Outdoor enthusiast retailer BCF has launched the first of its new breed of superstore, with customer experience and a wider range built into its Townsville store’s reopening. The store, which grew from 2700sqm to 5500sqm and holds 29,000 SKUs, offers customers the chance to touch and feel many products prior to purchase, and gives the business’ range specialists the means to show customers how each product will enhance their boating, camping, and fishing experience. BCF managing director Pau
or Paul Bradshaw explained that, throughout the pandemic, BCF heard from customers that they wanted to be able to touch items and understand them prior to purchase: something that isn’t achieved easily online.
“They want our team members to explain what each item can do for them, and how they can improve whatever outdoor activity they’re doing,” Bradshaw told Inside Retail.
“Yes, we saw online penetration improve over the pandemic, but we’re seeing more of our customers head in-store again, and we want to help them.”
BCF general manager of operations Ben McConnell agreed, adding that the new store layout goes beyond just improving the range, also representing a modernisation of the BCF brand. It was prepared alongside The General Store, the retail agency that also helped Super Retail Group stablemate Rebel launch its RCX stores.
“We’ve taken a different approach to all the fittings and fixtures that we put into the store, and we’re really pleased with how it ended up: it still feels like the BCF you know and love, but just modernised,” McConnell told Inside Retail.
“It has better navigation, categories, signage, and amplification across the store. We’re really proud of it, and our customers seem to be rewarding us so far.”
Since the store relaunched on 12 November, customer NPS has increased “considerably”, Bradshaw said, and the store is bringing in new customers from across the Townsville area. And, while the store is the first of its kind, a second is already under way on the Sunshine Coast, with a third likely to launch before the end of calendar year 2023.

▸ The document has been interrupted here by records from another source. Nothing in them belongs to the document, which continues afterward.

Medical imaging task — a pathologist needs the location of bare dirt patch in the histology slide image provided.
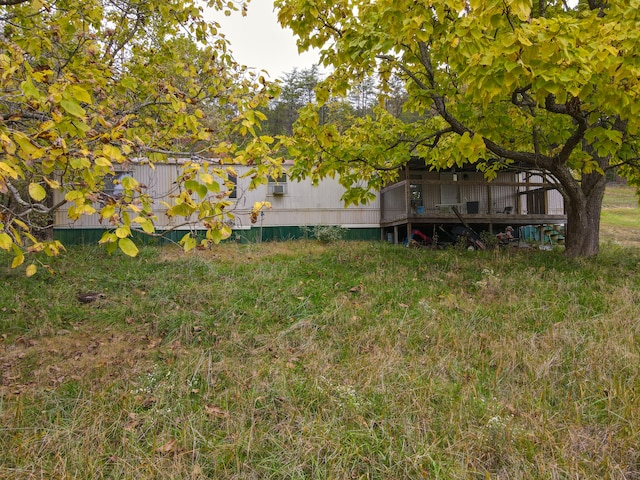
[0,325,161,396]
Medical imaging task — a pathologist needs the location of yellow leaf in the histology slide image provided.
[11,249,24,268]
[44,177,60,190]
[0,232,13,251]
[96,157,113,168]
[118,238,138,257]
[116,227,131,238]
[29,183,47,202]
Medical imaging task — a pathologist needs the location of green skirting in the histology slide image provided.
[53,227,381,245]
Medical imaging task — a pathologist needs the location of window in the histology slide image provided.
[267,173,287,195]
[228,173,238,198]
[102,172,133,198]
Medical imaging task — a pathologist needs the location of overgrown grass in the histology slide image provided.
[0,238,640,479]
[600,185,640,247]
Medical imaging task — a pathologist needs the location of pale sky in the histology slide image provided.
[209,0,318,80]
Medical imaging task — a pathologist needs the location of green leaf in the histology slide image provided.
[71,85,93,103]
[60,100,87,118]
[118,238,138,257]
[25,263,38,277]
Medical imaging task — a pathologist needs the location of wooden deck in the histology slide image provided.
[380,211,567,227]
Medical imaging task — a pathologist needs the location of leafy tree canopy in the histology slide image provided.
[276,0,640,256]
[0,0,280,275]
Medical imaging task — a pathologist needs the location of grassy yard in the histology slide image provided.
[0,189,640,479]
[600,185,640,247]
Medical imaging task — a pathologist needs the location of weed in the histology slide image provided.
[0,236,640,479]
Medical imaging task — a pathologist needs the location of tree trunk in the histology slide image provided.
[565,173,607,258]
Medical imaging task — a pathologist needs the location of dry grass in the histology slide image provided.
[0,189,640,479]
[600,185,640,248]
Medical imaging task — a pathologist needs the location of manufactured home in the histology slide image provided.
[379,161,567,243]
[54,161,381,244]
[54,161,566,244]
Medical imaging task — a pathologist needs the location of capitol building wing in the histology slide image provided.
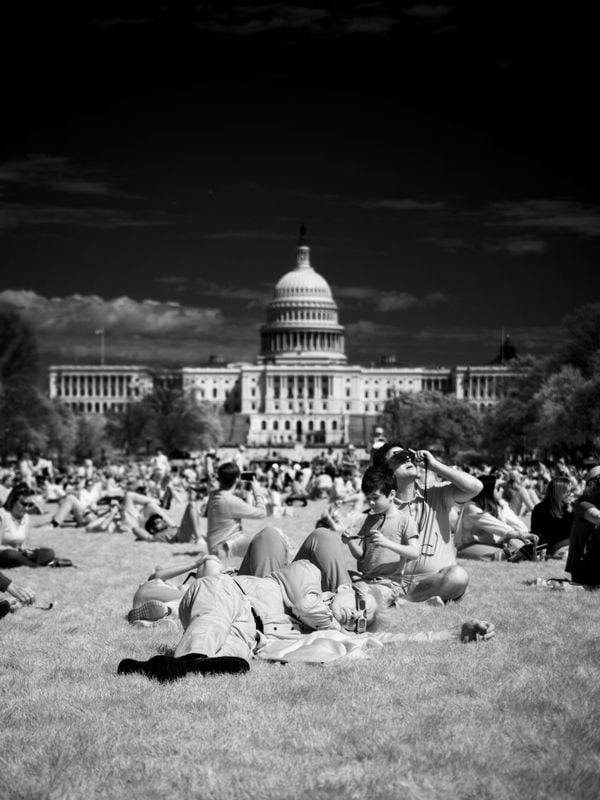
[49,229,514,446]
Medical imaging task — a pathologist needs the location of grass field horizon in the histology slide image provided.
[0,502,600,800]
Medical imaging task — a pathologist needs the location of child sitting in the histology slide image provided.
[342,467,419,583]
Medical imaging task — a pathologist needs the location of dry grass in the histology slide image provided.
[0,503,600,800]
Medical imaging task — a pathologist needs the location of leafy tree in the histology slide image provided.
[557,303,600,378]
[109,383,222,453]
[384,392,481,457]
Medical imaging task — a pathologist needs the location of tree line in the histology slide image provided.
[0,303,600,462]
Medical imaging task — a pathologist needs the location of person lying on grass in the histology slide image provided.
[117,528,495,681]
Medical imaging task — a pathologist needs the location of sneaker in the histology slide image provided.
[127,600,171,622]
[117,656,250,683]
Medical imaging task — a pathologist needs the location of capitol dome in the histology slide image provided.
[260,226,346,364]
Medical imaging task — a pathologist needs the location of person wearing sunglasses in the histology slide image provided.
[117,528,494,682]
[565,465,600,586]
[0,483,54,569]
[384,447,483,603]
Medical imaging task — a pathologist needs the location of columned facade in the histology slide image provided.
[49,229,515,446]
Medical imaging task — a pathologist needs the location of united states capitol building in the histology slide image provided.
[49,232,515,446]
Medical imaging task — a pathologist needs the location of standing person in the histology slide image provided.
[387,447,483,603]
[0,483,54,569]
[206,461,267,557]
[565,466,600,586]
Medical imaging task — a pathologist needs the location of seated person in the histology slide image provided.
[119,492,176,541]
[454,475,537,561]
[565,466,600,586]
[117,529,494,681]
[206,461,267,557]
[0,483,54,569]
[52,478,102,528]
[342,467,419,584]
[531,477,573,558]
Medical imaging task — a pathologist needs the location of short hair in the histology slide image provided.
[4,483,33,511]
[360,466,396,497]
[217,461,240,489]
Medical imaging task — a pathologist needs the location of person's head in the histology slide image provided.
[144,514,169,536]
[331,584,377,633]
[386,448,419,487]
[360,466,396,514]
[544,477,573,519]
[217,461,240,489]
[473,475,502,517]
[583,466,600,502]
[4,483,33,519]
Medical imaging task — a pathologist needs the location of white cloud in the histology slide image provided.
[332,286,446,312]
[491,200,600,237]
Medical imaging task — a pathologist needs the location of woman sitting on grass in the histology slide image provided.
[531,477,573,558]
[117,528,494,681]
[0,483,54,569]
[454,475,537,561]
[565,466,600,586]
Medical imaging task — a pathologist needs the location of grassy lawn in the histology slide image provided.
[0,503,600,800]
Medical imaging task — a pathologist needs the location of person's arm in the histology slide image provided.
[371,533,419,561]
[417,450,483,503]
[371,517,420,561]
[148,555,214,581]
[228,481,267,519]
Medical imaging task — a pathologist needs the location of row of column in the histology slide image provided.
[467,375,504,400]
[266,375,333,400]
[57,375,131,398]
[266,331,344,353]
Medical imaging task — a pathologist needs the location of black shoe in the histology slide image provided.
[117,656,250,683]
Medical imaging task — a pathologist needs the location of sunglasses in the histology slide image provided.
[390,450,415,467]
[354,594,367,633]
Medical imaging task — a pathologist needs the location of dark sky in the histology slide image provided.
[0,0,600,365]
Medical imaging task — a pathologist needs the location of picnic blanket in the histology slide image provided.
[256,630,431,665]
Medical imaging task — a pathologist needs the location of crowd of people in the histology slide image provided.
[0,440,600,680]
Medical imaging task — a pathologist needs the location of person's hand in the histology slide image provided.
[6,581,35,606]
[460,619,496,644]
[370,531,392,547]
[415,450,436,467]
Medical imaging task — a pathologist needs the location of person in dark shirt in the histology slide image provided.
[531,477,573,558]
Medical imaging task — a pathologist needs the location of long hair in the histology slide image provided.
[473,475,498,517]
[542,477,571,519]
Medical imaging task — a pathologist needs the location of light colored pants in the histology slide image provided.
[175,574,256,660]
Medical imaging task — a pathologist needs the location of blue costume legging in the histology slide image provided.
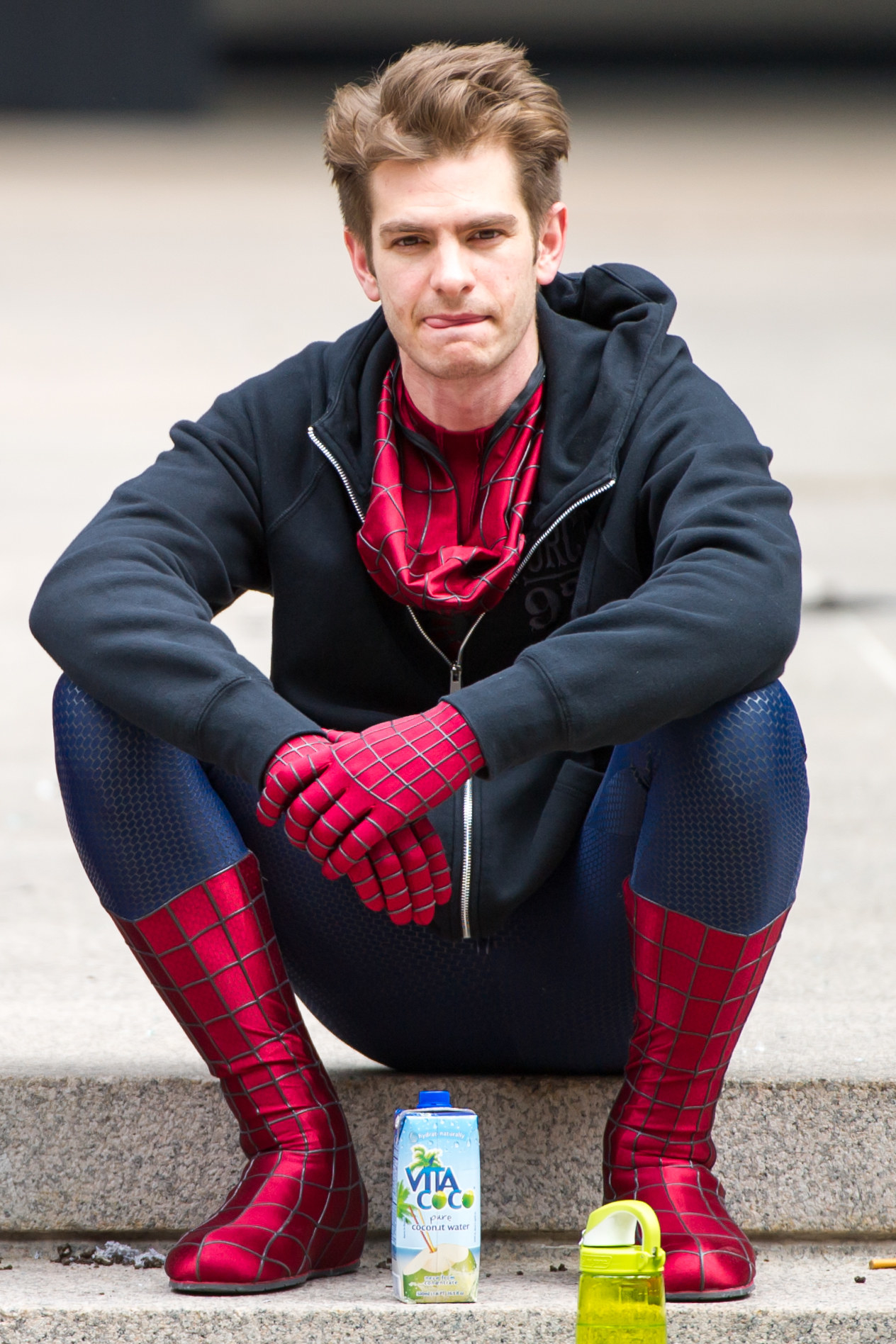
[54,678,809,1073]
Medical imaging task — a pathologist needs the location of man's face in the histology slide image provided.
[345,145,566,379]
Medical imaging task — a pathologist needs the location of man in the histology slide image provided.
[32,43,807,1299]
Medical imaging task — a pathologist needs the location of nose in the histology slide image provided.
[430,235,476,298]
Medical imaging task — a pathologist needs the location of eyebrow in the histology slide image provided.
[379,215,520,235]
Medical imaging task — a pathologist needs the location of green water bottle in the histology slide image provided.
[575,1199,666,1344]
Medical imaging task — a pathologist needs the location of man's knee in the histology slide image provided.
[659,681,809,831]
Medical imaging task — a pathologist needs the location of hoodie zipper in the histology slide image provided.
[408,606,485,938]
[308,425,617,941]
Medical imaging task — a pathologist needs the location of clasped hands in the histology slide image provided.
[258,702,485,924]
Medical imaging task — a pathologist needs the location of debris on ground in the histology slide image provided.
[57,1242,165,1269]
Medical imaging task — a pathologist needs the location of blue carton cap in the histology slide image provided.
[416,1092,452,1106]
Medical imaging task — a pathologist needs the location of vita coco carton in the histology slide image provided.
[392,1092,480,1302]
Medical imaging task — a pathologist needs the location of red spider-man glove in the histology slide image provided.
[257,730,452,924]
[347,817,452,924]
[275,702,485,876]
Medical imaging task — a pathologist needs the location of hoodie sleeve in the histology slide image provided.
[452,357,800,775]
[31,388,315,785]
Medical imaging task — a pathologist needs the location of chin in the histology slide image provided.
[415,345,504,379]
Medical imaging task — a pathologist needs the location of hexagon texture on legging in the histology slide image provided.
[55,678,807,1073]
[52,676,246,919]
[628,681,809,934]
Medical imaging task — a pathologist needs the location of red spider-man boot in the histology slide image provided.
[603,882,788,1301]
[116,855,366,1293]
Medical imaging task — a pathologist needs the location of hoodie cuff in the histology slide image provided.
[442,660,569,780]
[196,678,324,792]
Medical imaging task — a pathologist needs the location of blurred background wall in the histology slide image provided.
[0,0,896,110]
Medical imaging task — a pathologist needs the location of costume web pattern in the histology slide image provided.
[116,855,366,1292]
[286,702,485,875]
[603,883,788,1299]
[57,678,806,1074]
[357,362,543,612]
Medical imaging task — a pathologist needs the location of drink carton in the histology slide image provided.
[392,1092,481,1302]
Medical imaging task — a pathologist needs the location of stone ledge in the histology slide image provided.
[0,1243,896,1344]
[0,1068,896,1235]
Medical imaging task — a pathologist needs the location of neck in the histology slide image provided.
[401,317,539,434]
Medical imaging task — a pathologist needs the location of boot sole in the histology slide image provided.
[666,1281,756,1302]
[168,1260,362,1297]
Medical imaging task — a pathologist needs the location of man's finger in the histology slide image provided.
[348,859,386,912]
[390,827,435,924]
[414,817,452,906]
[323,817,384,876]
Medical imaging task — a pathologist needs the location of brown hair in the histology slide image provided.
[324,42,570,250]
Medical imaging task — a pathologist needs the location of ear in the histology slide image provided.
[534,201,569,285]
[342,228,380,303]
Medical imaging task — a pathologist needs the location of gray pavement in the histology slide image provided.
[0,78,896,1247]
[0,1241,896,1344]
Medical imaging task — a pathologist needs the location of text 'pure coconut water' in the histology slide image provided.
[392,1092,480,1302]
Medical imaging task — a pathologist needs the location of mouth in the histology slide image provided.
[423,313,489,332]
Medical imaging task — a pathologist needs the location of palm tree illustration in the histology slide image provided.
[395,1180,435,1253]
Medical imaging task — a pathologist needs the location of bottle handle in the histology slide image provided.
[582,1199,659,1255]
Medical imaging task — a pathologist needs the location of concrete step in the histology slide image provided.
[0,1056,896,1235]
[0,1239,896,1344]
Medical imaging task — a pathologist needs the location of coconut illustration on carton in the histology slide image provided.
[392,1092,480,1302]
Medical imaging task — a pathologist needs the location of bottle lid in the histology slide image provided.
[579,1199,666,1274]
[416,1092,452,1109]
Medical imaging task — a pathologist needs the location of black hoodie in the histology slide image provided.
[31,265,800,937]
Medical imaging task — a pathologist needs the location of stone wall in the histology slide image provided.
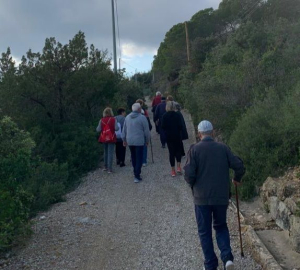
[260,168,300,253]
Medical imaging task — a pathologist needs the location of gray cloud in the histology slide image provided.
[0,0,220,62]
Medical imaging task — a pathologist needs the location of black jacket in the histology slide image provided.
[184,137,245,205]
[154,101,167,126]
[161,111,183,142]
[177,111,189,141]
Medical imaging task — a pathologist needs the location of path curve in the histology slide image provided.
[0,104,260,270]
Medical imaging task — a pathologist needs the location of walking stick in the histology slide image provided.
[235,185,244,257]
[150,137,154,163]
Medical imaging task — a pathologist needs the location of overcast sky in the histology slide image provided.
[0,0,221,74]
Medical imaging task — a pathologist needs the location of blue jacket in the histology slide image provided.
[122,112,150,146]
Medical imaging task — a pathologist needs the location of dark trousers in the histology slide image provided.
[129,146,144,179]
[167,141,182,167]
[116,142,126,164]
[195,205,233,270]
[159,126,167,146]
[180,141,185,157]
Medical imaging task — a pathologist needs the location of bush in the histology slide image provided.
[230,87,300,198]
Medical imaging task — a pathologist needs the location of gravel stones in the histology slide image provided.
[0,108,260,270]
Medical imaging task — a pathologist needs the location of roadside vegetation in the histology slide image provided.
[0,32,143,251]
[152,0,300,199]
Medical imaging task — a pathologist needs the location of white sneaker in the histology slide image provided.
[225,261,234,270]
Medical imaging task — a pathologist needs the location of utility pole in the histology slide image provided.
[111,0,118,74]
[135,69,137,85]
[185,22,190,63]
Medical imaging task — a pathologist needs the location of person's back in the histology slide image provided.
[124,112,149,146]
[184,120,245,270]
[162,111,183,142]
[185,137,244,205]
[155,99,167,125]
[122,103,150,183]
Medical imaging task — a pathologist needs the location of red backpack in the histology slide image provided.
[98,117,117,143]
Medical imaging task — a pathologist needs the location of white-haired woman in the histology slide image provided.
[162,101,183,177]
[96,107,119,173]
[151,91,161,134]
[175,102,189,157]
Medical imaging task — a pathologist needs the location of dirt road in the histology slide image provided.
[0,108,260,270]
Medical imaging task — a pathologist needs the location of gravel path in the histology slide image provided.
[0,108,260,270]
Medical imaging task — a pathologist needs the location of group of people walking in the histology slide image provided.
[96,99,152,180]
[96,92,188,179]
[97,92,245,270]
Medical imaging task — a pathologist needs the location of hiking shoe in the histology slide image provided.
[133,178,140,183]
[225,261,234,270]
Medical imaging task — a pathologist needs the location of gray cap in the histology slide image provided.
[198,120,214,133]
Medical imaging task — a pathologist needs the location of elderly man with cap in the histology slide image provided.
[154,97,167,148]
[151,91,161,134]
[184,120,245,270]
[122,103,150,183]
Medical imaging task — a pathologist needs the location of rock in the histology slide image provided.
[290,215,300,253]
[78,217,90,224]
[284,198,300,214]
[260,177,278,203]
[79,202,87,206]
[268,196,279,220]
[276,201,292,230]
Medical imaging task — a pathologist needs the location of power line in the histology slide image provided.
[115,0,122,68]
[240,0,261,20]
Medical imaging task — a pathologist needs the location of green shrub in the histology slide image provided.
[26,161,69,214]
[230,87,300,198]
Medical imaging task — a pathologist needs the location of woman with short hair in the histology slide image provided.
[96,107,119,173]
[136,99,152,167]
[175,102,189,157]
[116,108,126,167]
[162,101,183,177]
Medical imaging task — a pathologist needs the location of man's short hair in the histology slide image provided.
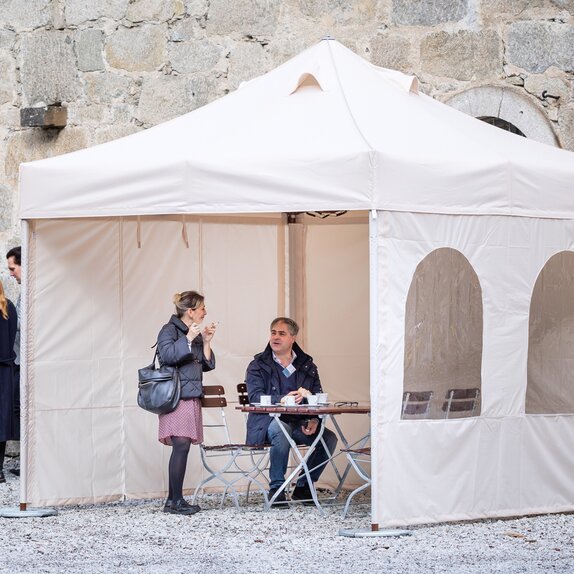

The new direction will evolve alongside the business’ wider expansion target of hitting 200 stores by 2027. BCF is expecting to end calendar 2022 with 151 stores.
Making the outdoors greener
The enhanced approach to physical retail signifies the biggest shakeup in the brand’s 17-year history, and its latest attempt to create a more modern outdoor retail experience.
“We’ve always invested in our stores and their evolution, but if you look back at some of our early designs, they’re quite dated,” McConnell said.
“I’m really glad that we’ve been able to evolve the brand, because I think it’s so important.”
The new store also steps up BCF’s focus on sustainability: featuring solar panels capable of generating 401 kilowatts of clean energy on the roof, as well as a commitment to “low impact cleaning products”.
Additionally, the Townsville store features artwork from local Waanyi artist Stephen Oliver Sailor, which reflects his belief that all people have a role to play in caring for the natural environment.
The artwork depicts the rainbow serpent roaming the land, rivers and oceans.
“We’ve really tried to work alongside and with that community, rather than just being something that ticked a box,” McConnell explained.
“We’ve started working with the local First Nations community to work on recruitment as well, and launched the store with a Welcome to Country and smoking ceremony.”
Super Retail soars into FY23
The Townsville store launch, which has been in the works for some time and took around 11 weeks of construction to deliver, comes after the wider Super Retail Group delivered a strong start to FY23.
Last month, the business stated that it had posted a 20 per cent like-for-like increase in sales in the first 16 weeks of the year, and that online sales now represented 10 per cent of these sales.
However, like many players in the retail industry, Super Retail Group CEO Anthony Heraghty said its first-half results would be largely dependent on strong Christmas sales, and that further changes to cost-of-living expenses were likely to impact spending next year.
Heraghty is confident, however, that the business’ focus on outdoor experiences will prove resilient as customers cut back on unnecessary spending.